I am so sorry. Baily was a real cutie! Thank you for sharing your memories. I hope they bring you comfort at those sad time.

RIP Bailey


----------



## coppers-mom (Jan 9, 2009)

The pictures of Bailey are lovely and I love the thought of him sniffing out milk bones - cat pee not so much:doh::yuck:.

I lost my old boy in October and am still grieving. Some days more than others. Letting them go is hard, but is also the last and one of the most (if not the most) loving gifts we can give them. Don't have any doubts - you allowed him to go in peace and love and that is a treasure.
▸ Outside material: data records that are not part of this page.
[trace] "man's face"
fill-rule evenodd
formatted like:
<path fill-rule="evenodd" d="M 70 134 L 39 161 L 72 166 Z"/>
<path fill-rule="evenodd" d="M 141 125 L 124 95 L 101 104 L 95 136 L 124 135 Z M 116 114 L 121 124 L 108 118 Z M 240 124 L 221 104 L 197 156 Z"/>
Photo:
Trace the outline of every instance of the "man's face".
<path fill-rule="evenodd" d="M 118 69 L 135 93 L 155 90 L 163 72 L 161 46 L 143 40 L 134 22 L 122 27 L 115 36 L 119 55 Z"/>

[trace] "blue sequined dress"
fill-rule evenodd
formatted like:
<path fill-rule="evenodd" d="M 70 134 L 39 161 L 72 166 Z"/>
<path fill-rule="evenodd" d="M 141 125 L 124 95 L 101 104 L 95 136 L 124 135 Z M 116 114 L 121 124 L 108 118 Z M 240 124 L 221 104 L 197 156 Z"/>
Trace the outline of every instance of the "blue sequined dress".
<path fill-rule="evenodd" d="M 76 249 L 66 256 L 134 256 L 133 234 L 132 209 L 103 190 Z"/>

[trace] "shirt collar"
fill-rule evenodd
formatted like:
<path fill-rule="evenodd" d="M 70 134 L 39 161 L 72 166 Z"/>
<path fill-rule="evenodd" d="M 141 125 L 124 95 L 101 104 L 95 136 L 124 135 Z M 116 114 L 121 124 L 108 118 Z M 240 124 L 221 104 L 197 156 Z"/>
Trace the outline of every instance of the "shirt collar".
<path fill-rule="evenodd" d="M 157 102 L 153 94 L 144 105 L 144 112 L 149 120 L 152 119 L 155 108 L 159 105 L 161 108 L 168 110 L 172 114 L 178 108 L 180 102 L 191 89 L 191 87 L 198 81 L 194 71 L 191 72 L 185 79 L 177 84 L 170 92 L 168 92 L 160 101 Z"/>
I hope your grief eases and the memories bring more smiles than tears soon.


----------



## Karen519 (Aug 21, 2006)

*Pammie*

Pammie

I am so very, very, sorry about Bailey. You definitely came to the right place-
WE ALL understand.

I hope you hang around! My Hubby and I lost two of our beloved dogs last year:
Snobear, to hemangiosarcoma of the liver on March 27 and Smooch, our almost 12 year old Golden Retriever to some type of cancer on December 7.


----------



## sharlin (Feb 26, 2007)

Play Hard Sweet Boy ~ Godspeed & Love


----------



## mygoldenkids (Oct 4, 2010)

My condolences on the loss of your Bailey. Take heart in the fact that you will find many friends on this forum who share in your loss. I know I do--I lost my Maggie in August and still think about her all the time. 
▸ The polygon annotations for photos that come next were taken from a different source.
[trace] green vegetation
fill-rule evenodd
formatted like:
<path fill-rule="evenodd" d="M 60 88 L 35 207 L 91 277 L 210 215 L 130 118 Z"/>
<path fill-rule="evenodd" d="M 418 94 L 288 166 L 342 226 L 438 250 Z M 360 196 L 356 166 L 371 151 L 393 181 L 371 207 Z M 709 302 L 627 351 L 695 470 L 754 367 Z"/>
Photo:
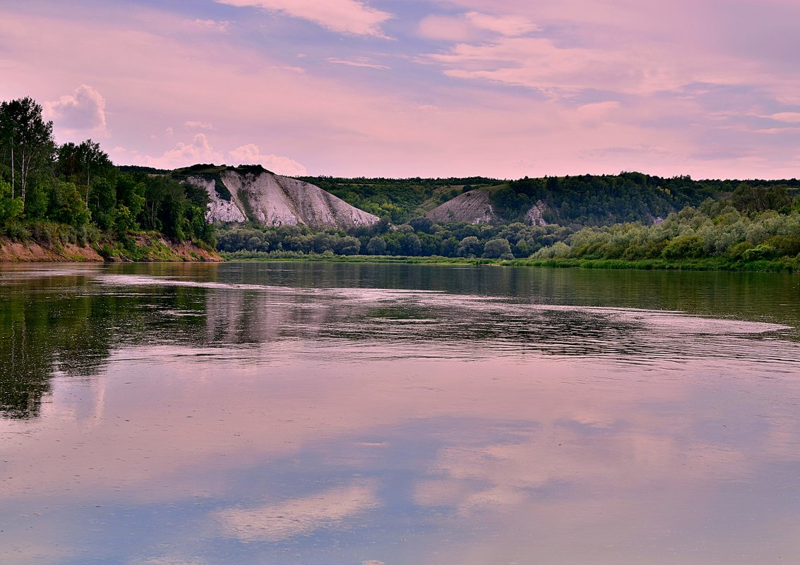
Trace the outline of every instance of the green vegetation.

Please post some pics of your Bailey when you have a chance--it's a wonderful way to celebrate the life of a wonderful dog.


----------



## Pammie (Jan 22, 2011)

Karen519 said:


> WE ALL understand.


Karen, this ^^^ is what I felt I would find here and why I did join. It really does help to talk with others who have gone thru the same intense emotions and have experienced the grand love of a golden.

Sharlin, Thank you for the effect you did to Baileys photo! That looks cool! 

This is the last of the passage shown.